Our finished product, although the dome is still covered with etched flowers it’s much easier on the eyes and up to date.

For example check out this lovely bathroom combination of brass switchplates, faucet, vanity lighting, mirror and medicine cabinet, (plus, of course, lovely golden oak!

)This was really a nightmare because the valve which supports the shower handle would only accept Price Pfister faucets manufactured before 1994. Option 3: Repaint This is the cheapest option (other than remove) and although it isn't as nice as having new fixtures, it is pretty darn close.

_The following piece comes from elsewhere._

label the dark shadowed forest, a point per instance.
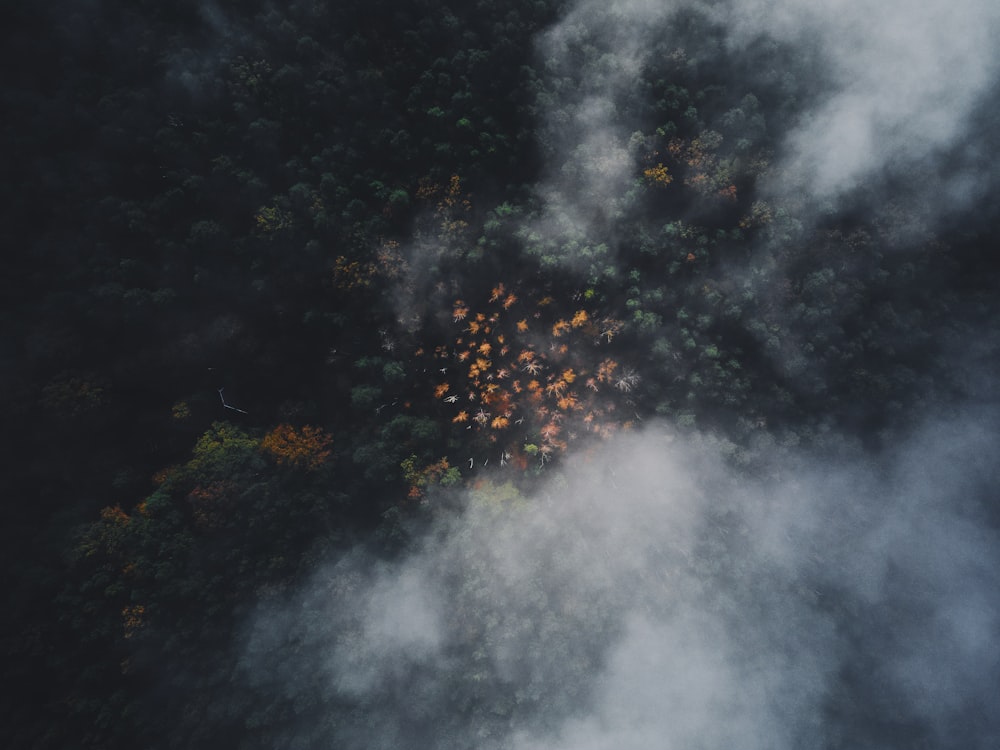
(527, 374)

I finally got around to fixing her up with a new outfit. I ran the glass parts through the dishwasher and wiped down the rest to make sure it was dust free. I laid the rings on some newspaper, but found that it stuck and left little pieces, so I moved to the garden ornament/paint can drying method. I hung the actual fixture from a tree in my backyard and coated it with a coat of primer and two coats of black.

I chose a sleek black, mostly because I could not find oil rubbed bronze spray paint. Here is my disclaimer: follow the directions for drying times on your paint.) A little light sanding, a few coats of brushed nickel and a topcoat of clear flat and you end up with this: Sure beats spending 0 on a new lock set!I also sprayed my doorbell (which was trimmed in brass) and my intercom box (again, BRASS! In the bathroom example, I had a lovely brass trimmed medicine cabinet. First thing I did after buying the Rustoleum Metallics in chrome was test it out on the nasty old light fixture which was also brass.. (It was actually quite reflective) Bring on the cabinet!Therefore I had to use a retro trim kit for the actual hardware and splash guard and used a new faucet set for the handle, spout, and showerhead. Let me introduce you to my new best friend: It was nasty, originally brass, but the shellac had come off and it was discolored and peeling.(this is actually my neighbors door, but mine look a lot like it!Next up on the list of things to paint is all the interior door knobs (since at 20$ a set, it would be in excess of 00 to replace ever single interior and exterior door and closet knob in the house.) Also, as mentioned previously, I am also using the same technique to give myself brushed nickel hardware on my cabinets when they get repainted.